Elle n’avait que 22 ans et était déjà suivie par 2,7 millions de followers sur Instagram dans un pays, qui compte 37 millions d’habitants. Elle s’affichait portable à la main et souvent dans des positions suggestives, sur les réseaux sociaux. Dans un pays ultraconservateur, son attitude était loin de faire l’unanimité. Cette influenceuse, ancienne Miss Bagdad recevait régulièrement des menaces de mort.

•  Plusieurs autres assassinats mystérieux

Mais Tara Farès n’est malheureusement pas la seule victime. C’est une série noire meurtrière qui frappe la région, visant les femmes influentes qui refusent de faire profil bas.

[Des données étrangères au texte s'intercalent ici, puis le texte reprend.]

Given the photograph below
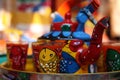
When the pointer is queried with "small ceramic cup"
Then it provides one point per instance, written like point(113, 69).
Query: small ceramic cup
point(46, 56)
point(17, 54)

Deux jours avant l’assassinat de l’influenceuse, c’est la militante des droits humains et femmes d’affaire Souad al-Ali qui avait également été abattue dans sa voiture de plusieurs balles dans la ville de Bassora dans le sud de l’Irak.

Deux directrices de centre de beauté ont également été retrouvées mortes à leur domicile en août, Rafif al-Yassiri et Racha al-Hassan. La première était chirurgienne esthétique et était surnommée la « Barbie d’Irak ». Des assassinats qui restent pour l’instant inexpliqué.

Ces assassinats sont pris au sérieux par les autorités irakiennes dont le Premier Ministre a fait paraître un communiqué, expliquant que « des éléments laissant à penser qu’il y a un plan décidé par des parties organisées pour perturber la sécurité, sous prétexte de lutter contre la dépravation. »

Dans un courant mondial, #MeToo, présent depuis déjà un an, l’Irak fait figure d’exception.

•  Un pays qui reste profondément conservateur

Après plus de quatre mois de tractations entre les formations politiques, vainqueurs des élections législatives de mai, l’Irak a élu un nouveau Président (kurde), qui a nommé un premier ministre (chiite), après que le Parlement a élu son président (sunnite). La tâche sera ardue dans un paysage politique fragmenté.

Dans ce pays qui cohabite avec plusieurs mouvances (Kurdes, Chiites, Sunnites), l’Irak fait face à un conservatisme contre lequel les gouvernements successifs ne peuvent pas agir. Les défis qui attendent les nouveaux gouvernants seront grands, dans un pays ,aujourd’hui, pointé du doigt par le monde entier, choqué par ces mystérieux assassinats successifs.